1 x 10 at 55% of 1 rep max
1 x 8 at 60% of 1 rep max
1 x 6 at 65% of 1 rep max
1 x 4 at 70% of 1 rep max
Every minute on the minute for 12 Minutes
Odd minutes = Pull ups
Even minutes = Handstand push ups
Post loads to comments or BTWB
Today we will deviate from the normal video with suggestions and do a quick “HOW MY SHOULDER WORKS” session. Sometimes, when we understand the inner-workings of something such as our shoulder, we can better nail down how to treat it. Here is a little exerpt from an article on the Breaking Muscle blog entitled “WHY DO I KEEP JACKING UP MY SHOULDER?” – Meghan Rovig (you can see the full article here)
“In the two years I’ve been coaching and CrossFitting, I’ve seen biceps tendonitis, rotator cuff tears, and labral tears. These injuries are not always mutually exclusive. The structures are housed closely together and dysfunction in one affects function in the other.

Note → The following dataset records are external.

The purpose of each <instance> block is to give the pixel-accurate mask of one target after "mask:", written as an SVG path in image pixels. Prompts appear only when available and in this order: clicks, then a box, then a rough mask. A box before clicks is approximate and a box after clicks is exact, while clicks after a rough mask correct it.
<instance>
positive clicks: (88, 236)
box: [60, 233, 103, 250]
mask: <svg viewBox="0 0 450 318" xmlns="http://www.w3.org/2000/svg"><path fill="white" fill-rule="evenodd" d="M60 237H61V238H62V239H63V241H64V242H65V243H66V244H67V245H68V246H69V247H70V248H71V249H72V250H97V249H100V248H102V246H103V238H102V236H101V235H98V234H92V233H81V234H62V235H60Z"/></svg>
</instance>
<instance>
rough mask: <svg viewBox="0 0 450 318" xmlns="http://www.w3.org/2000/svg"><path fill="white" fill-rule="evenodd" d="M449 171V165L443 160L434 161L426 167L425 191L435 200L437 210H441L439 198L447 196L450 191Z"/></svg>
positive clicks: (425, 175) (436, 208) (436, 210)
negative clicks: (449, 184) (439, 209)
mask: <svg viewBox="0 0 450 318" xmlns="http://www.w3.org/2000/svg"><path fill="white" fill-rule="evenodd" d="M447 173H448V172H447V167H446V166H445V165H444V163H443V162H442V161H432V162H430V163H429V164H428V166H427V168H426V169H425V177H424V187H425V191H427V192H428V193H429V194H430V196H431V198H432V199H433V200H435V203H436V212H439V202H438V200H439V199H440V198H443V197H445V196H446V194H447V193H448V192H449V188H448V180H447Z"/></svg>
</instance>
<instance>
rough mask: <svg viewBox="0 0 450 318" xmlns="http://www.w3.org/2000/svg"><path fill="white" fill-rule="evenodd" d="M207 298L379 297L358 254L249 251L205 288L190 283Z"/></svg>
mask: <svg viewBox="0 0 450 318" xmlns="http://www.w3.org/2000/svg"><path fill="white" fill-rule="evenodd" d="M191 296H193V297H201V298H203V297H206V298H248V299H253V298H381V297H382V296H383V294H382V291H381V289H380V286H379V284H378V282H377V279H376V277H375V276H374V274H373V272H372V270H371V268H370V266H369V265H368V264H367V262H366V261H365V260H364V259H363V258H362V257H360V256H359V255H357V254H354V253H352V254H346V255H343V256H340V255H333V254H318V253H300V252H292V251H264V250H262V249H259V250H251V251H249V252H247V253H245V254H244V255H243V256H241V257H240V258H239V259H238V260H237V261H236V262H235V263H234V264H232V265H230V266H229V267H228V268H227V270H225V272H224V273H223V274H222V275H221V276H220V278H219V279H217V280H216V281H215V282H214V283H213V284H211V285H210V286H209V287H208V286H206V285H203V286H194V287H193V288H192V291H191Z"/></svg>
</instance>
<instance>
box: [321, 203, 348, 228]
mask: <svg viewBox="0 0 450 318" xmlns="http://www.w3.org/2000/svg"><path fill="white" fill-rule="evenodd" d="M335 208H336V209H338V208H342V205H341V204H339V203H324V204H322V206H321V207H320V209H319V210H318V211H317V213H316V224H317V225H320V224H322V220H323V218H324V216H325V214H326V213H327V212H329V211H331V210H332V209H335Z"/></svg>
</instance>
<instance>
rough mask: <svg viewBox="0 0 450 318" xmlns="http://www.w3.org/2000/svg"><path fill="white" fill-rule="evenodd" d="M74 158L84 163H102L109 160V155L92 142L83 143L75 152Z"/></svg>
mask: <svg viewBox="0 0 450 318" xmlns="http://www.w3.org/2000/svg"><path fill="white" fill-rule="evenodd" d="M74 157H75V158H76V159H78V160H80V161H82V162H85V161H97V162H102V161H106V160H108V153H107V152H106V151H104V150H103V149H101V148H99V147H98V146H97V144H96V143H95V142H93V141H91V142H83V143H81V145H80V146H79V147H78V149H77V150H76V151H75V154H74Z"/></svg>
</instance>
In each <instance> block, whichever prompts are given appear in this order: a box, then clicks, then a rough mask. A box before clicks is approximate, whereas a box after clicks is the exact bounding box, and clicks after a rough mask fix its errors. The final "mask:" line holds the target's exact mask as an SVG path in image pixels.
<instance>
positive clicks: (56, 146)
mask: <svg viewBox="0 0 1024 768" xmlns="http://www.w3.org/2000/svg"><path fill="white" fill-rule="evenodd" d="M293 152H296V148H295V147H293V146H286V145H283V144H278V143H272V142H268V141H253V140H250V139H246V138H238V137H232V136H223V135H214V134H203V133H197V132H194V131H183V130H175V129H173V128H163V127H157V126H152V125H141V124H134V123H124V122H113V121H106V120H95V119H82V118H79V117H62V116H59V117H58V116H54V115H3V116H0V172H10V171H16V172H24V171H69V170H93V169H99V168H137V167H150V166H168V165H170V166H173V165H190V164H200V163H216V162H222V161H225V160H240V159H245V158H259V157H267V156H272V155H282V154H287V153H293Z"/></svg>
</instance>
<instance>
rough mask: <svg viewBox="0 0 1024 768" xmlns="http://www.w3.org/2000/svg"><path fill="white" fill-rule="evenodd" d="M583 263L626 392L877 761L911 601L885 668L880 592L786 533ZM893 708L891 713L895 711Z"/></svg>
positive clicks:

A little anatomy lesson of the shoulder: (refer to picture above) The biceps tendon courses through the subacromial space. This is an area made up of the head of the humerus (upper arm bone) and the acromial process of the scapula (shoulder blade). There are four muscles that make up the rotator cuff: supraspinatus, infraspinatus, teres minor, and subscapularis. The supraspinatus courses through the subacromial space along with the biceps tendon and the subacromial bursa.
If the thoracic spine doesn’t have good mobility, the scapula then cannot be in correct mechanical position. Often, the scapula tilts forward, thereby closing down the subacromial space, creating impingement. This impingement causes the biceps tendon, supraspinatus tendon, and subacromial bursa to be inflamed. Add overhead motion to it, like push press or a kipping movement, and you’ve got yourself one pissed off shoulder joint.
The labrum is not forgotten in this dance of shoulder movement and mobility. It is the site of attachment of the long head of the biceps tendon. Often injured in overhead throwing athletes, the labrum’s purpose is to provide additional stability to the shoulder joint, with the assistance from the rotator cuff muscles. When the cuff is weak, the biceps tendon and labrum will take up the slack, attempting to provide additional stability. When the rotator cuff is already weak, and then gets fatigued with a kipping movement, the labrum takes over. Because of it’s low tensile strength, something has to give. If the rotator cuff doesn’t, the labrum will.
So, there are multiple reasons why you keep f’ing up your shoulder. The first steps toward rehabilitation are rest from the aggravating movement and re-evaluating your form. If you have a good CrossFit coach, talk to him or her about your form, and ask to be watched in a workout. Many of my athletes look technically sound during technique practice, but then it all goes to crap when the WOD is on and sh*t hits the fan.